相続トラブルでよく挙げられるケースとして「故人が再婚であり、前妻に子どもがいる」という問題があります。前妻と連絡が取れなかったり、後妻として「前妻の子には相続に関与させたくない」という気持ちがあったりと、「泥沼の相続争い」になることも少なくありません。今回は、トラブルを避ける「予防策」や関係性の薄い相続人に相続財産を残さない方法について、永田町司法書士事務所の加陽麻里布氏が解説します。

前妻に子がいた…相続に「関与させない」ことは可能?

司法書士である筆者は、日々相続に関するご相談をいただきます。先日あるご相談者さまから、このようなご質問を受けました。

 

「父が亡くなったのですが、父は再婚で、前妻とのあいだにも子供がいました。どちらも父と血がつながっています。この場合、前妻の子供にも相続の連絡をしないといけないのでしょうか?」

 

これは、原則として前妻の子供にも当然相続権がありますので、相続の連絡は必要です。ただし、遺言書があれば、どちらも実子であったとしても、連絡をしなくてもいい場合があります。

 

前妻の子であっても「相続人」

前提として、前妻の子は「相続人」となり、「遺留分(法律上最低限保証される相続権)」も存在します。
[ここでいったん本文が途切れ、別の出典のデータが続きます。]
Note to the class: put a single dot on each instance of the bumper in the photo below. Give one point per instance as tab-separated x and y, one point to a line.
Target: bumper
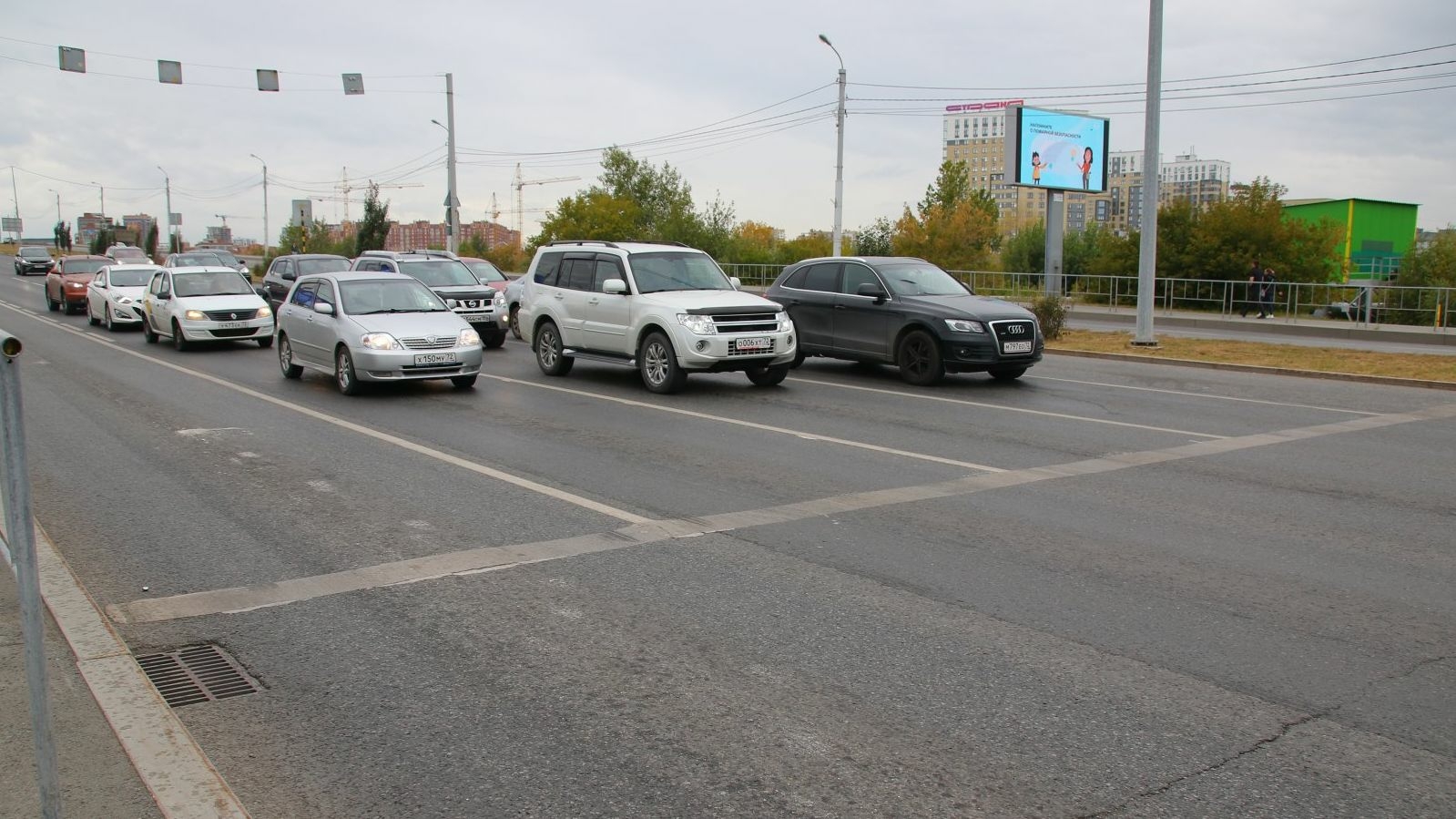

当然、遺産分割協議に参加する権利も持っています。したがって、後妻と子供のみで相続手続きを行うことはできません。

 

相続人のうち1人でも遺産分割協議に参加しなかった場合、法律上その遺産分割協議は「無効」となります。前妻との子供と連絡が取れない場合は、戸籍の附表などを取得して住所を調べるなどして、連絡を取っていく必要があります。

 

しかし、実際には前妻の子供を相続に関与させたくないという方も少なくありません。いったいどうすればいいのでしょうか。

前妻の子に相続させない「4つ」の方法

1.生前の「遺言書」作成

前妻の子供を相続に関与させないためには、生前に「遺言書」を作成する必要があります。言い換えれば、生前に遺言書の作成がなければ、前妻の子供と相続手続きをしていかなければならないということになります。

 

遺言書があれば、遺言書に沿って手続きを進めるため、前妻の子を関与させる必要がなくなります。「遺留分減殺請求」などの問題はあるものの、遺産分割協議を行うことに比べれば負担が軽く、有効な対策の1つであるといえます。

 

それ以外にも、「生前贈与の活用」「死因贈与の活用」「生命保険金の活用」など、方法はいくつかあります。

 

2.「生前贈与」の活用

後妻と慣れ親しんだ自宅において、前妻との子供が出てきて「その自宅を相続したい」といった場面は、非常に運送が生じやすい場面です。

 

こういったことにならないよう、後妻に生前贈与をしておけば、その財産は相続財産とはならないため、前妻の子が相続することはできなくなります(ただし、当然「特別受益」や「遺留分」の問題は残ります)。

 

3.「死因贈与」の活用

「死因贈与」とは、「亡くなったら財産を贈与する」という契約のことです。遺言書の作成は自らの意思で一方的にできますが、死因贈与は契約ですので、それを受け取る相手方の同意があったうえで契約を行います。

 

死因贈与した財産は相続財産とならないため、こちらも前妻の子は相続をすることができなくなります。ただし1点目と同様、「遺留分」の問題は生じます。

 

4.「生命保険金」の活用 

生命保険に加入し保険料を支払い、相続財産を減らしておくことも対策の1つです。また、生命保険では受取人を指定することができるため、自分が財産を譲りたい人を受取人にしして、現金を引き継がせるということも可能です。

 

生命保険金というのはb遺産分割の対象ではありませんので、遺留分の対象にもなりません。

 

したがって、「生前贈与や死因贈与+生命保険金の活用」で遺留分減殺請求に備えるという対策も考えられるのではないでしょうか。